On April 11, 1983, the hospital filed a petition in the District of Columbia Superi- or Court for an order authorizing a seven-day detention of appellant at St. Elizabeths to allow for emergency observation and diagnosis. This petition was granted. Thereafter, appellant requested a probable cause hearing to determine whether he should be detained as an involuntary patient. D.C.Code § 21-525. At the hearing, appellant moved for dismissal of the proceeding because he had sought to be admitted as a voluntary patient.

During the evidentiary hearing on the motion, Nurse Haley and appellant testified as to the circumstances surrounding appellant’s admission to the hospital. Crediting Nurse Haley’s testimony, the trial judge found that appellant was unable to appreciate his need for hospitalization, and that appellant’s state of intoxication vitiated his capacity to seek voluntary admission. The trial judge concluded that Blair’s involuntary hospitalization was valid and denied the motion to dismiss the proceeding. The court also concluded that there was probable cause to order appellant’s continued detention at the hospital.

On May 10, 1983, appellant’s status at the hospital was changed from an emergency, involuntary patient to a voluntary patient. Subsequently, on May 23, 1983, appellant was released from the hospital.

II

When Congress revised the procedures for the hospitalization of the mentally ill, it recognized that voluntary hospitalization was preferable to emergency, involuntary detention. See S.Rep. No. 925, 88th Cong., 2d Sess. 11, 12, 15 (1964); H.R.Rep. No. 1833, 88th Cong., 2d Sess. 10 (1964). The Hospitalization of the Mentally Ill Act, D.C. Code § 21-501 et seq. (1985 Supp.), protects the status of voluntary patients by ensuring that their desire for voluntary treatment is honored.

Under the Act, qualifying individuals seeking voluntary public hospitalization for the treatment of a mental illness must be admitted on a voluntary basis. D.C.Code § 21-511. Once hospitalized on this basis, the voluntary patient has the right to be released from the hospital within 48 hours of his filing a written request to obtain discharge from the hospital. D.C.Code § 21-512.

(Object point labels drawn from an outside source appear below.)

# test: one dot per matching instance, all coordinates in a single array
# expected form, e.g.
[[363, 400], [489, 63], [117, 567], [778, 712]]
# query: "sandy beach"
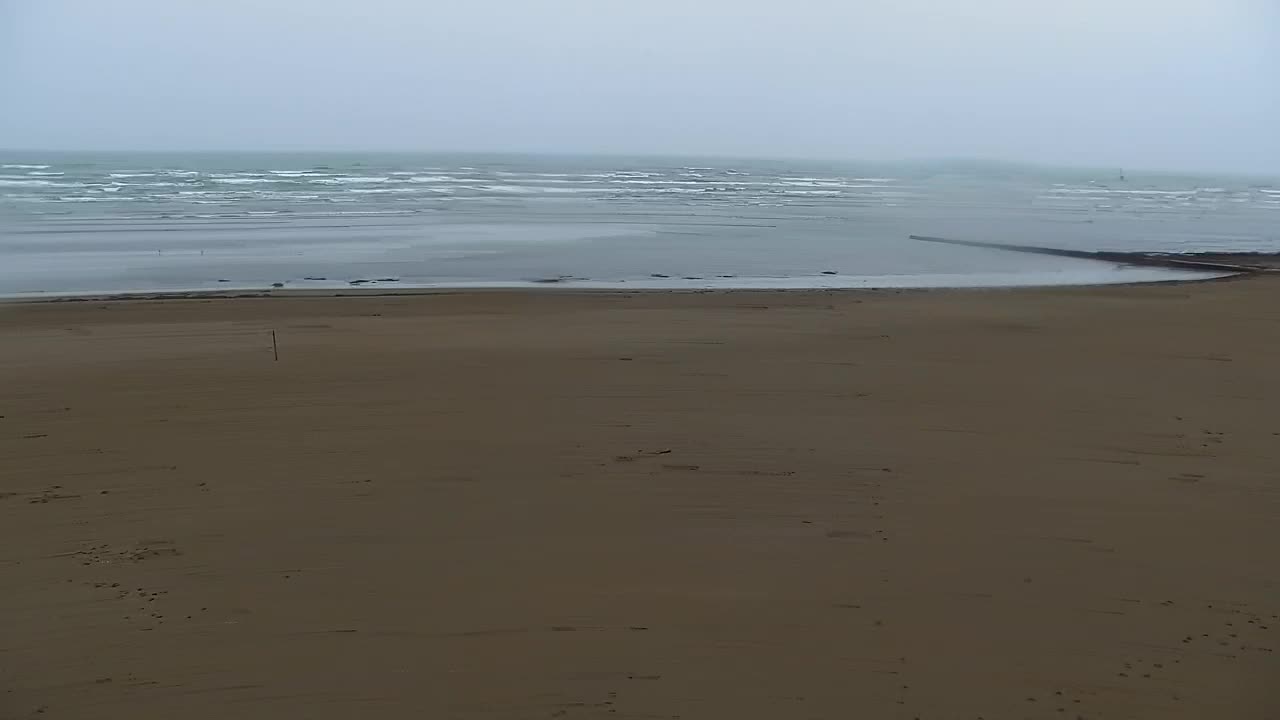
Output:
[[516, 505]]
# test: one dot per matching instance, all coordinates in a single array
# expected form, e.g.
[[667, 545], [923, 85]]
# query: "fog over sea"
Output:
[[123, 222]]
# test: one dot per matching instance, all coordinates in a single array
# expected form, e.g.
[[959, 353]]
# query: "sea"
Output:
[[88, 223]]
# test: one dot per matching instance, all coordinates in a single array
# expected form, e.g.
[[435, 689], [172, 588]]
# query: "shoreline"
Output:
[[993, 502], [583, 288], [1150, 268]]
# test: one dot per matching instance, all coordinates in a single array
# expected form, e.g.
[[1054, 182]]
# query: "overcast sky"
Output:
[[1157, 83]]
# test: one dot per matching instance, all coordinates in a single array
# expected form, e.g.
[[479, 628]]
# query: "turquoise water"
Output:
[[145, 222]]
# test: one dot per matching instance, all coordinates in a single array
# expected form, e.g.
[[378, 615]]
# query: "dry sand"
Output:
[[995, 504]]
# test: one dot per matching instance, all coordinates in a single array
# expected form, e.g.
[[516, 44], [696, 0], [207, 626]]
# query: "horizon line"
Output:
[[992, 160]]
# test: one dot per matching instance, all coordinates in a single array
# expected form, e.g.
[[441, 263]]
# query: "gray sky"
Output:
[[1159, 83]]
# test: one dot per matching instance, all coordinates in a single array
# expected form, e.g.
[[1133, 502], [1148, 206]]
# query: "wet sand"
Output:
[[981, 504]]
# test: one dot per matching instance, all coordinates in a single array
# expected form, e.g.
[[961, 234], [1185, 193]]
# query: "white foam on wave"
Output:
[[438, 178], [351, 180], [243, 181]]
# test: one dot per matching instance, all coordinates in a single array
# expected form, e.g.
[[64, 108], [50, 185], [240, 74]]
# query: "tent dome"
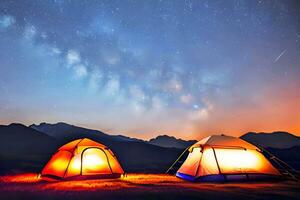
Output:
[[220, 157], [82, 158]]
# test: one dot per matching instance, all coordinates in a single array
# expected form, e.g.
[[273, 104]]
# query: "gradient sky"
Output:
[[144, 68]]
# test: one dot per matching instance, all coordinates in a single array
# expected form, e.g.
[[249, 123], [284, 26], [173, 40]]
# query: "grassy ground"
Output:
[[141, 186]]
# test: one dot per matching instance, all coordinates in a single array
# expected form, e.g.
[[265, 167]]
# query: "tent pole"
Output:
[[218, 165], [177, 160]]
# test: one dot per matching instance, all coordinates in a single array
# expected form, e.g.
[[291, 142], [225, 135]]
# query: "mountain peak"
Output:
[[170, 141]]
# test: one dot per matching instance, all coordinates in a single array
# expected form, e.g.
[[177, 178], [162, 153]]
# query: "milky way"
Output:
[[143, 68]]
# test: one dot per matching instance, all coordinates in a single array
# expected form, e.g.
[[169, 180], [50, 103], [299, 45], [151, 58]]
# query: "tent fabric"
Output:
[[224, 155], [82, 157], [225, 141]]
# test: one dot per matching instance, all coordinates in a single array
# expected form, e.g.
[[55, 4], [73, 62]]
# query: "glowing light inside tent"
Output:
[[238, 160], [94, 161]]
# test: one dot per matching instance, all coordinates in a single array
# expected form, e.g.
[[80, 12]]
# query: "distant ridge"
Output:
[[170, 141]]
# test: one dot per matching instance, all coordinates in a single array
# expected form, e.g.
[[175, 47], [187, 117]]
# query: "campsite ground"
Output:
[[141, 186]]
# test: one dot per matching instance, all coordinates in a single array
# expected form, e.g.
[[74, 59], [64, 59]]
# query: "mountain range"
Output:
[[25, 148]]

In the case of In re Curry, 152 U.S.App.D.C. 220, 470 F.2d 368 (1972), the court entertained an appeal involving a mentally ill patient who was admitted to the hospital on an emergency, involuntary basis despite his request for voluntary hospitalization. The court ruled that once an individual seeks and is amenable to voluntary treatment, any subsequent steps taken to change that person’s status from a voluntary patient to an involuntary patient are invalid. Id. at 223-24, 470 F.2d at 371-72.

In our view, the Curry decision is consistent with the spirit and purpose of the Mental Health Act. Congress recognized that the forced detention of those seeking voluntary hospitalization would defeat the Act’s purpose of encouraging voluntary admissions. In this regard, they refused to enact legislation which would allow the status of a voluntary patient to be changed to an involuntary admission through the filing of a judicial petition. See S.Rep. No. 925, supra, at 15.